Duct Tape Dynasty (Restoration) NashvilleMomsBlog

{To honor Father’s Day, we are handing over our computers to the men in our lives and turning this little piece of the world wide web into Nashville Dads Blog!  Read along with their joys and struggles, and find out why we are so very thankful to have these awesome dads in our lives.}

Growing up spending a considerable amount of time with my grandfathers, I learned early on the value of being able to fix things. My Papa Wicks and Grandaddy Williams had both been young men during the Great Depression, and it was those hard times in the South that taught them to get the most out of what little they could afford by knowing how to maintain it or repair it. The old men I knew and loved were still as tight with a dollar as they were in the 1930s—but by the 1980s they could fix everything from a broken rod and reel to a blown Chevy smallblock headgasket with a roll of duct tape, a soldering iron, some 2-in-1 oil, bailing wire, and a jelly jar full of washers and bolts. Somewhere in there, they managed to teach me the basics of carpentry, mechanics, plumbing, wiring, furniture refinishing, painting, and distilling moonshine.

(OK, I made up that last bit. I doubt either of them ever touched a drop of moonshine—but they could’ve repaired a still if called upon to do so. I’m certain of it!)

In the postmodern era of disposable everything, it’s easy to let your kids fall into the pervasive philosophy of “Item is Purchased, Item Works for a Short Time, Item Breaks, Item is Trashed, New Item is Purchased” like it’s the God-ordained, red-blooded patriot’s way of life. Buy that one, and it’s only a matter of time before you decide the WWE is non-scripted, and Fox News is fair and balanced.

Gabe and William fixing Cars

I may be losing the battle, but I’m trying hard to teach our kids a different ideal. We frequently tell our boys, “In this family, we don’t throw things away—we fix them.” It’s an ethic, and every bit as important as good manners, politeness, generosity, and being able to burp out at least most of the alphabet after a lukewarm coke. (Don’t tell Meg I’m teaching them that…)

In our home, this ends up manifesting itself in both big and small ways. On the more significant side, the kids see us working on old houses—the one we are currently restoring, as well as old family properties and friend’s houses. William (the oldest) has helped with demo work, concrete, carpentry, and painting. Thomas, our younger boy, has already had a paintbrush in his hand as a toddler. We also have a classic car and an old Jeep in the driveway, and the boys have helped numerous times on basic maintenance projects. On the other end of the spectrum, there are toys in the Wicks Brothers Menagerie that have been glued, soldered, repainted, and (alas) even duct taped.

Gabe and Thomas Painting

Now, please don’t misunderstand—I’m not advocating being an extremist. The last time a hot water heater exploded in our basement, I didn’t break out the MIG welder and start tacking on new sheet metal. However, I did call up a friend to help me install a new one. (He did the wiring while I handled the plumbing.) Fortunately, our kids weren’t there for that—because along with some wrench skills, they also might’ve picked up a few choice expressions I try to only use on rare occasions when I’m stuck watching Fox News.

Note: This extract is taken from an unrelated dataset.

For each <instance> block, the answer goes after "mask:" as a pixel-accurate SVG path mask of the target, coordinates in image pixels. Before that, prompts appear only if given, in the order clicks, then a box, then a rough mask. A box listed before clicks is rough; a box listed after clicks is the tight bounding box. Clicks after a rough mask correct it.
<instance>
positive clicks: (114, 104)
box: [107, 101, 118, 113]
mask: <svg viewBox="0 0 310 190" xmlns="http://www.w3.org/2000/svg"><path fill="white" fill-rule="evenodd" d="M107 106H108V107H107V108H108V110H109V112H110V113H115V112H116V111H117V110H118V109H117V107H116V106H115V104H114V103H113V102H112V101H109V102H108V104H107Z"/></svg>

So where does it all lead? Do our boys ultimately end up as moonshiners living in custom-fabricated trailers down by the river, driving tricked-out Trans Ams with Bocephus stickers on the rear windows, just above Calvin taking a leak on some poor NASCAR driver’s number? A father can only dream…but I do hope that, if nothing else, we’ve managed to instill in them a basic impulse to try their hand at fixing things first and throwing away only when necessary.